Just the other day, I told someone that people usually know how I am feeling because I am not shy about my emotions. My friends and family know exactly how much I love them because I tell them consistently (yes, alot of me and my girlfriends say "I love you" when getting off the phone or leaving each other). But there has been something I haven't been telling anyone lately. I thought maybe if I just get it out there, I will feel better. So, here goes.

These past couple of months have been really difficult for me. After I sprained my ankle on Mother's Day, I have just been in a "funk." (Can't think of another way to describe it.) I was so motivated and inspired to work out and eat right before then; I felt great. Then, I couldn't work out. And, for some reason, when I don't work out, I don't eat right. It's even harder when you have a husband that runs 13 miles for fun and loses 5 lbs. in a day (not blaming you Chris, I'm so proud of you). I'm miserable. And what's worse..I'm insecure. For whatever reason, I'm so scared that Chris' new found "body and lifestyle" is going to leave me behind.

I'm sure he'll read this and tell me I'm crazy and how much he loves me. But, us women know, that won't help. It's not about how he feels about me; it's about I feel about myself.

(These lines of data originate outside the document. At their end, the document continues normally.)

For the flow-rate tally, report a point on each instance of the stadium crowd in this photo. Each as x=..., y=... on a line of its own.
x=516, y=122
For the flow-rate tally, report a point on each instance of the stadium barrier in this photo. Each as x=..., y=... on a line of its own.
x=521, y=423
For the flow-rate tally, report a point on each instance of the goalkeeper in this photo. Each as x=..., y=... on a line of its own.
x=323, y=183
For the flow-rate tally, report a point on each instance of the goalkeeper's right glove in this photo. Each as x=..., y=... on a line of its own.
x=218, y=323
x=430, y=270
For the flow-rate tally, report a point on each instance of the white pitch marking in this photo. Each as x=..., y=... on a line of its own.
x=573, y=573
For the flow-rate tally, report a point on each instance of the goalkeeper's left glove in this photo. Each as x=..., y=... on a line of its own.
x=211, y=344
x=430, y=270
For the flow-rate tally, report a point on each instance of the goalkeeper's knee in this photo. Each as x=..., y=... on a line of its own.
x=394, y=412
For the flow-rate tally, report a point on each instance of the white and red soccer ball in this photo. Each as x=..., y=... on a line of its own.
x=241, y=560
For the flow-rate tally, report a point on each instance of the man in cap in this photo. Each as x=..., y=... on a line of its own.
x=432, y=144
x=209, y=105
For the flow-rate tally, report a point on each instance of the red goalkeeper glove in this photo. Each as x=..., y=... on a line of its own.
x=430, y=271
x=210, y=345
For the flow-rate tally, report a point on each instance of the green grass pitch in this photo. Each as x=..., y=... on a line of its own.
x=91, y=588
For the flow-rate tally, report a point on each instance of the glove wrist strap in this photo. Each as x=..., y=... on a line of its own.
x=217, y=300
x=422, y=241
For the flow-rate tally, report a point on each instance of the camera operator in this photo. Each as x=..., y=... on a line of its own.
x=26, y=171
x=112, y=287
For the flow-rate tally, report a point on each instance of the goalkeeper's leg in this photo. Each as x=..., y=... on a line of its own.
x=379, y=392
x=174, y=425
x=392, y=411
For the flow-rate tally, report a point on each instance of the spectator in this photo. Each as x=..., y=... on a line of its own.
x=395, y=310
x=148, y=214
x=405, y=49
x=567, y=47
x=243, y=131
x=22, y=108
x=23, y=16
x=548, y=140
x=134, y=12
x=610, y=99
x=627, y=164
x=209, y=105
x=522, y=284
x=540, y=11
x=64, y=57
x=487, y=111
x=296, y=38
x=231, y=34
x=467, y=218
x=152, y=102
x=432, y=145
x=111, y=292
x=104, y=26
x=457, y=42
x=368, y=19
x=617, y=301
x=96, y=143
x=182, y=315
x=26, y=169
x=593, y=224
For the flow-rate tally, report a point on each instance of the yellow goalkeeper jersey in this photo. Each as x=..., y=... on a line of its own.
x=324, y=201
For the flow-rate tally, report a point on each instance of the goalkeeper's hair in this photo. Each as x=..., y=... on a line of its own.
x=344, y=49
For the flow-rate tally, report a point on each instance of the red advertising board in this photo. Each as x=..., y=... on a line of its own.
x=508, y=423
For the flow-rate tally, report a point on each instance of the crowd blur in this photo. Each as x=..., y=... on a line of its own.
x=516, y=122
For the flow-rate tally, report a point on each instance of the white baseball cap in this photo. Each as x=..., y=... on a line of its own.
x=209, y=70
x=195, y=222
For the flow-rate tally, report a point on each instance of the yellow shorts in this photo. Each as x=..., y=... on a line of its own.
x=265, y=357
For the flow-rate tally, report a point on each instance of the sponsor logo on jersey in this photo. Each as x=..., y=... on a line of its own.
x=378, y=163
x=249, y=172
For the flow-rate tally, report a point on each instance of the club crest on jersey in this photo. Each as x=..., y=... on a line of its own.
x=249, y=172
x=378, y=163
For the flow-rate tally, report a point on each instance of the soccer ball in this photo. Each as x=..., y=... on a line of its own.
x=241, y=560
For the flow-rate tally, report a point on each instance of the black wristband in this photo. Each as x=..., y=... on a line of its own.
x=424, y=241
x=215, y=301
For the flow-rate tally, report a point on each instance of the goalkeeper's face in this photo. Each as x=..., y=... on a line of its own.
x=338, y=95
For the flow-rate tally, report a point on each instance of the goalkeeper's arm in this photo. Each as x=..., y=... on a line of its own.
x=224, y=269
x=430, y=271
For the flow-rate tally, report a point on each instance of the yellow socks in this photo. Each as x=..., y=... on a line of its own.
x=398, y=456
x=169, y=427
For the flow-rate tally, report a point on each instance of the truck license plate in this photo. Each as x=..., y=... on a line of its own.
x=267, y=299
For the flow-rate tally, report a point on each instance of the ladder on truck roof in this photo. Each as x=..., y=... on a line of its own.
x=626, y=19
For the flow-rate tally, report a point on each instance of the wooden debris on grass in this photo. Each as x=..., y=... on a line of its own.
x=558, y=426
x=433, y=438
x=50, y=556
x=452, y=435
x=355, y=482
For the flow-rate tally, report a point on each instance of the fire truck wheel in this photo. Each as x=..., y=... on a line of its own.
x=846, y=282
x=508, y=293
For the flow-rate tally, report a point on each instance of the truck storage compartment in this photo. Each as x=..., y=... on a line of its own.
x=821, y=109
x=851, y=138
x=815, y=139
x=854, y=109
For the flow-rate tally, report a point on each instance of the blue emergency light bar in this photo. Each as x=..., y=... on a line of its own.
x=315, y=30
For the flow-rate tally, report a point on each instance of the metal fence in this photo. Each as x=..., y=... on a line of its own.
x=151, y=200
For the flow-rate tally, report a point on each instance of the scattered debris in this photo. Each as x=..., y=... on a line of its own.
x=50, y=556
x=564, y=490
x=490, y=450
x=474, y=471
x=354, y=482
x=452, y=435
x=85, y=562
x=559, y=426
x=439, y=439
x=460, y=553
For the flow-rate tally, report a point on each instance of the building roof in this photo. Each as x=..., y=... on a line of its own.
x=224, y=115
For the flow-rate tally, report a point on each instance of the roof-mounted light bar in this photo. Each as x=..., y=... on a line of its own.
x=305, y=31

To add insult to injury, I finally broke down and went to the doctor and had an MRI. They called and told me Saturday morning that I have to stay off my ankle and when I am on it, I have to use crutches. So, I have obviously hurt it worse than I thought.

Not looking for sympathy, just prayers and encouragement. I know God will take care of this..as he does everything else. For the moment, though, I just needed to tell someone. So, thanks for reading and listening.